Track Reconstruction in a High-Density Environment with ALICE
Mesut Arslandok, Ernst Hellb\"ar, Marian Ivanov, Robert Helmut, M\"unzer, Jens Wiechula

TL;DR
This paper details the methods used by ALICE at CERN to accurately reconstruct particle tracks in the high-density environment of heavy-ion collisions, addressing challenges like space charge distortions with specialized software solutions.
Contribution
It introduces novel solutions and software tools for overcoming baseline fluctuations and space charge distortions in TPC track reconstruction during LHC Run 2.
Findings
Effective correction of space charge distortions achieved
Enhanced track reconstruction accuracy in high-density environments
Successful implementation of software tools for real-time data processing
Abstract
ALICE is the dedicated heavy-ion experiment at the CERN Large Hadron Collider (LHC).

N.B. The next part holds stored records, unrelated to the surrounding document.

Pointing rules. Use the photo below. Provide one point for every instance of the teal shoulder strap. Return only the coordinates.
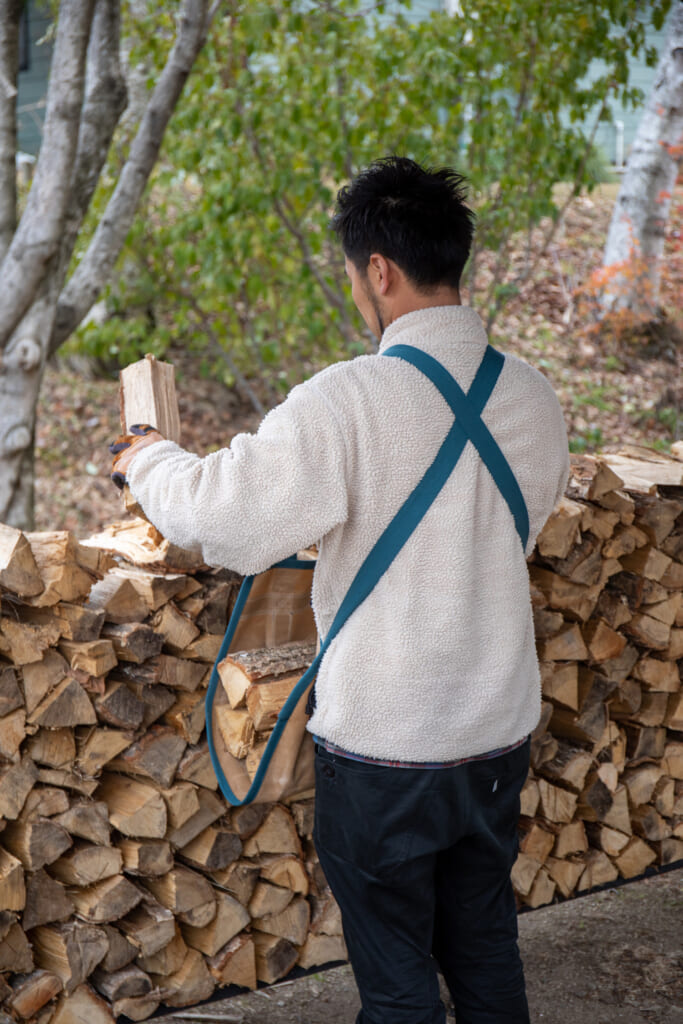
(467, 426)
(468, 416)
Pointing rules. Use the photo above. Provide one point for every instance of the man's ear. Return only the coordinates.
(382, 272)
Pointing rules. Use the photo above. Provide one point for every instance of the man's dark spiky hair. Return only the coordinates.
(415, 216)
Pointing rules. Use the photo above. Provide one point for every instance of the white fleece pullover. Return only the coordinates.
(439, 662)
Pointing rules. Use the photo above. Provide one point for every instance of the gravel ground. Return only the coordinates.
(611, 957)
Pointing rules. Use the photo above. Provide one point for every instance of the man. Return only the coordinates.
(426, 697)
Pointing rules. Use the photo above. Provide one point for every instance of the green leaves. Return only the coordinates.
(290, 99)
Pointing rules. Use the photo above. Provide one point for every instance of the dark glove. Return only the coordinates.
(127, 445)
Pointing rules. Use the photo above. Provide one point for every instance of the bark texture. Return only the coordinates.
(86, 98)
(635, 242)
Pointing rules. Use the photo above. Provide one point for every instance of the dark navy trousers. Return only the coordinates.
(419, 861)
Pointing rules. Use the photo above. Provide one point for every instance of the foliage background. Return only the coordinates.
(231, 254)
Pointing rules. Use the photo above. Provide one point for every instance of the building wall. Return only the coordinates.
(33, 80)
(33, 83)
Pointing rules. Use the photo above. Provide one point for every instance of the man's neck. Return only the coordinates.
(412, 300)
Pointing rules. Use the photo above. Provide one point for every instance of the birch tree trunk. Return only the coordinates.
(632, 264)
(39, 308)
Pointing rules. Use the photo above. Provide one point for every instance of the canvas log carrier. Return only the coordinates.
(273, 607)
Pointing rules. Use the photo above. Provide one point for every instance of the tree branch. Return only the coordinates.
(104, 102)
(37, 238)
(10, 13)
(92, 272)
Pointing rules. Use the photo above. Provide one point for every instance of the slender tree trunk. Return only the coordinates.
(86, 97)
(632, 264)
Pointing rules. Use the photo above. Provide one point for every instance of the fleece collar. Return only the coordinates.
(456, 323)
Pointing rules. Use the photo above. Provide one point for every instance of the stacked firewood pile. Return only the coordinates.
(125, 879)
(604, 797)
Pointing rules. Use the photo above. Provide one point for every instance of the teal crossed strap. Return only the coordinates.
(467, 426)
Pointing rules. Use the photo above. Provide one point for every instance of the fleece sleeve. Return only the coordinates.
(266, 497)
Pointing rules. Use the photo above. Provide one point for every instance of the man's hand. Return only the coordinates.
(126, 446)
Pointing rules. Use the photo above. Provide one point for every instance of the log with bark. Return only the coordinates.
(127, 880)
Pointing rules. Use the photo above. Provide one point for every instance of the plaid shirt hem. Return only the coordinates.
(340, 752)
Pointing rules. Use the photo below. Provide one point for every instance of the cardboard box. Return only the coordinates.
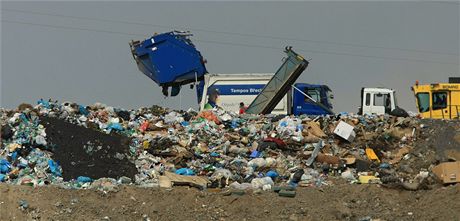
(345, 131)
(448, 172)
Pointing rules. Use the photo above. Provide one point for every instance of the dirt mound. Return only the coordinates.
(86, 152)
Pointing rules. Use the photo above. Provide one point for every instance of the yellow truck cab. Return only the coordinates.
(438, 101)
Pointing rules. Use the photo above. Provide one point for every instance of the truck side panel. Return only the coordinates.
(236, 88)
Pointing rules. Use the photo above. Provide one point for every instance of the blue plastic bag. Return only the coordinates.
(44, 103)
(255, 154)
(115, 126)
(5, 166)
(84, 179)
(185, 171)
(83, 110)
(54, 168)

Its main tracking and particle-identification detector is a large volume Time Projection Chamber (TPC). The TPC has been designed to perform well in the high-track density environment created in high-energy heavy-ion collisions. In this proceeding, we describe the track reconstruction procedure in ALICE. In particular, we focus on the two main challenges that were faced during the Run 2 data-taking period (2015--2018) of the LHC, which were the baseline fluctuations and the local space charge distortions in the TPC. We present the corresponding solutions in detail and describe the software tools that allowed us to circumvent these challenges.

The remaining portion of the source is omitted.